10.4093/kdj.2008.32.4.328
- Author:
Jin Hwa KIM
1
;
Mi Ah HAN
;
Chol Jin PARK
;
Il Goo PARK
;
Ji Hye SHIN
;
Sang Yong KIM
;
So Yeon RYU
;
Hak Yeon BAE
Author Information
1. Division of Endocrinology, Chosun University Hospital, Korea.
- Publication Type:Original Article
- Keywords:
Diagnostic criteria;
Fasting plasma glucose;
Type 2 Diabetes Mellitus
- MeSH:
Adult;
Aged;
Diabetes Mellitus;
Diabetes Mellitus, Type 2;
Fasting;
Glucose;
Glucose Tolerance Test;
Humans;
Male;
Mass Screening;
Plasma;
Prevalence;
Sensitivity and Specificity
- From:Korean Diabetes Journal
2008;32(4):328-337
- CountryRepublic of Korea
- Language:Korean
-
Abstract:
BACKGROUND: The criteria for the diagnosis of diabetes mellitus have been modified by the American Diabetes Association (ADA) in 1997. The ADA proposed that the diagnosis of diabetes be defined by a fasting plasma glucose (FPG) of 7.0 mmol/L. Disagreement has been reported between criteria based on FPG and postchallenge 2-h plasma glucose (2-h PG).
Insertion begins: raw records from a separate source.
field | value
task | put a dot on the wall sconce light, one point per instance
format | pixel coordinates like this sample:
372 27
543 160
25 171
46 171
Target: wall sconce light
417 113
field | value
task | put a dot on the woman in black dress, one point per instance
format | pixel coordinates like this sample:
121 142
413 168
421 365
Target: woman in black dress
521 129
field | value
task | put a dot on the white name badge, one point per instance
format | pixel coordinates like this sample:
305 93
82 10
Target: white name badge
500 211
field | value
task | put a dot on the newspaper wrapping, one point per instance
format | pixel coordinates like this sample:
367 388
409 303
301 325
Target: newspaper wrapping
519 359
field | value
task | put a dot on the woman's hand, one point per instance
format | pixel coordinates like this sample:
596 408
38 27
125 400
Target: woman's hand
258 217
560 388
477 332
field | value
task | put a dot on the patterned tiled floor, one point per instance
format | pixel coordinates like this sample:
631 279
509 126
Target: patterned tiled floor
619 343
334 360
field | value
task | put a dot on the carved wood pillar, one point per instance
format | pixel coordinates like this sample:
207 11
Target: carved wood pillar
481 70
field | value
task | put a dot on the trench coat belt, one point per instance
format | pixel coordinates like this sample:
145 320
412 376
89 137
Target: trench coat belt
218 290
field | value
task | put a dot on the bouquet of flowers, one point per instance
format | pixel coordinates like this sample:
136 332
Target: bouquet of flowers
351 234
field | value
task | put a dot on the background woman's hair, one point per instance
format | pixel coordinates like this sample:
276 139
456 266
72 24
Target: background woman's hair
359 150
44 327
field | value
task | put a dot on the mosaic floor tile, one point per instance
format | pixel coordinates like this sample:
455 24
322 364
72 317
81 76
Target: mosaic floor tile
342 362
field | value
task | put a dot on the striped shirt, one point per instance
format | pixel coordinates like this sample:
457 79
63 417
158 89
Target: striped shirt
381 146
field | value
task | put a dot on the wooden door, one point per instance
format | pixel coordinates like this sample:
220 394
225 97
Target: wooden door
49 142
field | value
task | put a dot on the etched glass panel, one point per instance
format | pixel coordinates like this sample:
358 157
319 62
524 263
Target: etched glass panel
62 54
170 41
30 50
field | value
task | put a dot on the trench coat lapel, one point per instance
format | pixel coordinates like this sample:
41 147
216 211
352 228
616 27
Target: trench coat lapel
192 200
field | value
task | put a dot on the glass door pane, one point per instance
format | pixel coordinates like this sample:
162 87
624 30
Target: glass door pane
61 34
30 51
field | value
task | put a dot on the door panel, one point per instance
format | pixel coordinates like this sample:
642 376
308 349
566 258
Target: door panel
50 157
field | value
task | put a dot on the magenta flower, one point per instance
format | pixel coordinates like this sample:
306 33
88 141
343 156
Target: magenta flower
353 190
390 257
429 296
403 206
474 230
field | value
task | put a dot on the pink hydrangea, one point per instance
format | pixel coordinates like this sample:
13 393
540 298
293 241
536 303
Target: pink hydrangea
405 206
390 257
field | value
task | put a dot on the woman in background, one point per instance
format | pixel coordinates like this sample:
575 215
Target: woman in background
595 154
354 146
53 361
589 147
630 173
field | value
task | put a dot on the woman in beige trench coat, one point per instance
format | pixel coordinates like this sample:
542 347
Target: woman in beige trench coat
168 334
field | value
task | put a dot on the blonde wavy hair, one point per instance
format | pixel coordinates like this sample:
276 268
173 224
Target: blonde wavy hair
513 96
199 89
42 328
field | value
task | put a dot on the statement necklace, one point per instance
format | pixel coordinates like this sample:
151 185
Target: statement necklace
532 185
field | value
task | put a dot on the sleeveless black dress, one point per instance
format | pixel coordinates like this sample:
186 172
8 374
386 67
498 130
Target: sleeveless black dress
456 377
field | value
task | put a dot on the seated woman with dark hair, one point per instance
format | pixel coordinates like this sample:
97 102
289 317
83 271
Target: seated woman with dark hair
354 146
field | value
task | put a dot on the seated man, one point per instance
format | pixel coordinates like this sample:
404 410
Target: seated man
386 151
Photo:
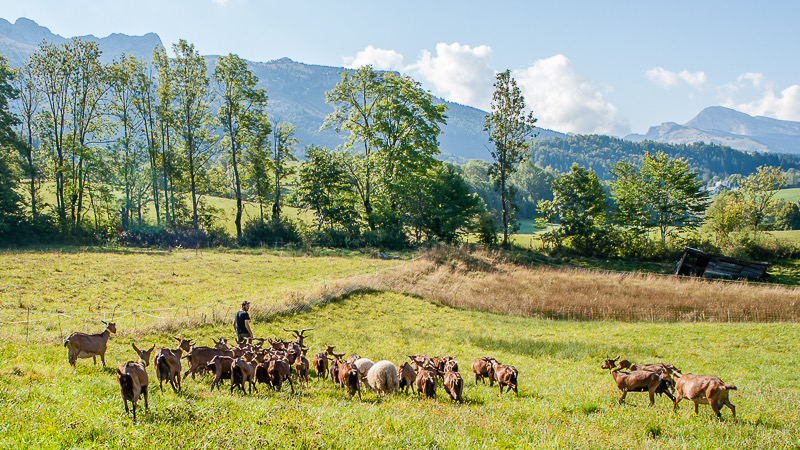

The aim of the present study is to assess the FPG criteria as the diagnostic screening test for diabetes in Korean middle-aged adults in comparison to the 2-h PG criteria. METHODS: Randomly selected 1,731 subjects (679 men and 1,052 women) aged 40~70 years (mean age: 58.4 +/- 7.89 years) without previously diagnosed diabetes completed 75 g oral glucose tolerance test (OGTT). We assessed the prevalence of diabetes mellitus and the level of agreement (kappa statistics) according to the different diagnostic glucose categories. RESULTS: The frequency of newly diagnosed diabetes was 2.7% (n = 51) using the FPG criteria only; 6.4% (n = 120) using the 2-h PG criteria only; and 6.9% (n = 130) using concentrations of > or = 7.0 mmol/L for FPG or > or = 11.1 mmol/L for 2-h PG. Of the 120 subjects with diabetes by the 2-h PG criteria, 65.8% (n = 79) were not diagnosed with diabetes according to FPG concentration. The level of agreement between two diagnostic criteria was low (kappa = 0.268). The receiver operating characterstic (ROC) curve analysis determined FPG of 5.6 mmol/L to yield optimal sensitivity and specificity corresponding to 2-h PG 11.1 mmol/L. CONCLUSION: The findings in this study demonstrate that the discordance between the FPG and 2-h PG criteria in the diagnosis of diabetes in Korean middle-aged adults is large. We suggest that IFG group (FPG 5.6~6.9 mmol/L) were performed 75 g OGTT for diagnosing diabetes mellitus in Korean middle-aged adults.